Javascript regex hangs (using v8)

ghz 1years ago ⋅ 10037 views

Question

Im using this regex to get the contents of a tag in a file.

var regex = new RegExp("<tag:main>((?:.|\\s)*)</tag:main>");

This causes the v8 engine to hang indefinitely.

Now, if I use new RegExp("<tag:main>([\s\S]*)</tag:main>"), all is good.

Anyone have an idea why the first one takes too long?


Answer

This catastrophically backtracks on long sequences of spaces that occur after the last closing </tag:main> tag. Consider the case where the subject string ends with 100 spaces. First it matches them all with the . on the left of the alternation. That fails because there's no closing tag, so it tries matching the last character with the \s instead. That fails too, so it tries matching the second-to-last space as a \s and the last space as a .. That fails (still no closing tag) so it tries the last space as a \s. When that fails it matches the third-to-last space as a \s and tries all 4 ways to match the last two spaces. When that fails it tries the fourth-to-last space as a \s and all 8 ways on the last 3 spaces. Then 16, 32 etc. The universe ends before it gets to the 100th-to-last space.

Different VMs have different reactions to regexp matches that take forever because of catastrophic backtracking. Some will simply report 'no match'. In V8 it's like writing any other infinite or near-infinite loop.

Using non-greedy * will do what you want (you want to stop at the first </tag:main>, not the last), but will still do catastrophic backtracking for long strings of spaces where the closing sequence is missing.
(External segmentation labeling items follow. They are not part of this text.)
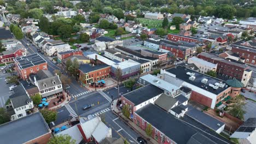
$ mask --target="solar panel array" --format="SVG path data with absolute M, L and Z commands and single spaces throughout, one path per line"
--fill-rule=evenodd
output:
M 26 69 L 46 62 L 46 61 L 37 53 L 26 56 L 18 57 L 15 59 L 15 61 L 19 63 L 18 67 L 20 69 Z

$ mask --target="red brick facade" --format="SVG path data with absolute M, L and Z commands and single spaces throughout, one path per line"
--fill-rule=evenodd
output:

Making sure the same characters in the inner bracket can't match both sides of the alternation will reduce the problem from an exponential one to one that is linear in the length of the string. Use a character class instead of an alternation or put \n on the right hand side of the alternation bar. \n is disjoint with . so if you hit a long sequence of spaces the regexp engine doesn't try all left-right-left etc. combinations before terminating.